Tuesday, September 16, 2008
Fight Club; Drama, USA, 1999; D: David Fincher, S: Edward Norton, Brad Pitt, Helena Bonham Carter, Meat Loaf, Zach Grenier
The main character is a young lad who suffers from insomnia and visits numerous support groups formed of people who survived a sickness. There he meets the healthy Marla who is also depressive. He also meets the secretive soap seller Tyler Durden who includes him into his anarchic "Fight Club" that offers men a possibility to fight each other and thus get rid of anxiety of civilisation and consumerism. One day the lad wakes up and Tyler is gone, while all the members just listen to him. He travels through towns until he finds out that Tyler doesn't exist, but is actually just his own split personality. He eradicates him and ends up with Marla, watching his plan still come true, namely the bombs destroying financial city block.
One of the most overrated movies of the 90s, heavy satire "Fight Club" marked director David Fincher's return to his dark, dirty, grey style combined with a vague, but subversive message about one individual rebelling against his society and it's rules: the visual style is inventive in many scenes, like the one where the hero walks through the pages of an Ikea catalogue, but the running time is overlong while many moments are simply too narcissistic, sterile and overblown.
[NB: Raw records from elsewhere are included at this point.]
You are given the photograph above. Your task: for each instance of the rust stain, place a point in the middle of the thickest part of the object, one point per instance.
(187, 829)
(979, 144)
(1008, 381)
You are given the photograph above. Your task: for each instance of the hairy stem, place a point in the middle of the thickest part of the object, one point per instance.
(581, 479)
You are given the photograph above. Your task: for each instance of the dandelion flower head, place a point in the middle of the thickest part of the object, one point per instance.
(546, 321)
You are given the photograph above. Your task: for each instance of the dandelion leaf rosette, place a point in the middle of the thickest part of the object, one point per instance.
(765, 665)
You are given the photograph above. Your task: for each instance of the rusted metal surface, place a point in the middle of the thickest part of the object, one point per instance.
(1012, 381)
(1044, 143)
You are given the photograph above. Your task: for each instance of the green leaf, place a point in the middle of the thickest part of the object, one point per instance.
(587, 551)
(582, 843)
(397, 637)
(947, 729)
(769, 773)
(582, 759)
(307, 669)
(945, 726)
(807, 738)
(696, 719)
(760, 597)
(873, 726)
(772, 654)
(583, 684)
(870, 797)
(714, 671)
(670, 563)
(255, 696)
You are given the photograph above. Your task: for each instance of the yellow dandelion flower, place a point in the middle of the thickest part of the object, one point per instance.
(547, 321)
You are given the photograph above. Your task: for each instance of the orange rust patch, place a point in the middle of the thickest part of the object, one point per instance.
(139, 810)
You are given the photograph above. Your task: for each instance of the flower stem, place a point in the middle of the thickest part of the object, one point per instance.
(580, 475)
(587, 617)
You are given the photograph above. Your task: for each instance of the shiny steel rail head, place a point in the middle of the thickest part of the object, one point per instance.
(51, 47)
The amazing plot twist at the end is brilliant and gives the whole film a new subtext which actually neatly fits in with the previous scenes while Edward Norton and Brad Pitt both give great performances. There are echoes of satire on consumerism, capitalism and anti-totalitarianism, especially when Tyler says his cynical line: "The media is constantly trying to convince us that we will all become millionaires, actors, rock stars. But we are slowly gaining conscience and getting sick of it!", yet all those messages seem chaotic, as if they were formulated by a mind suffering from some kind of autism. It's a provocative, good film with an unusual philosophy about how anarchy can be liberating, yet it can't hide the fact that at times is seems as if it consists just of aesthetically shot dry events.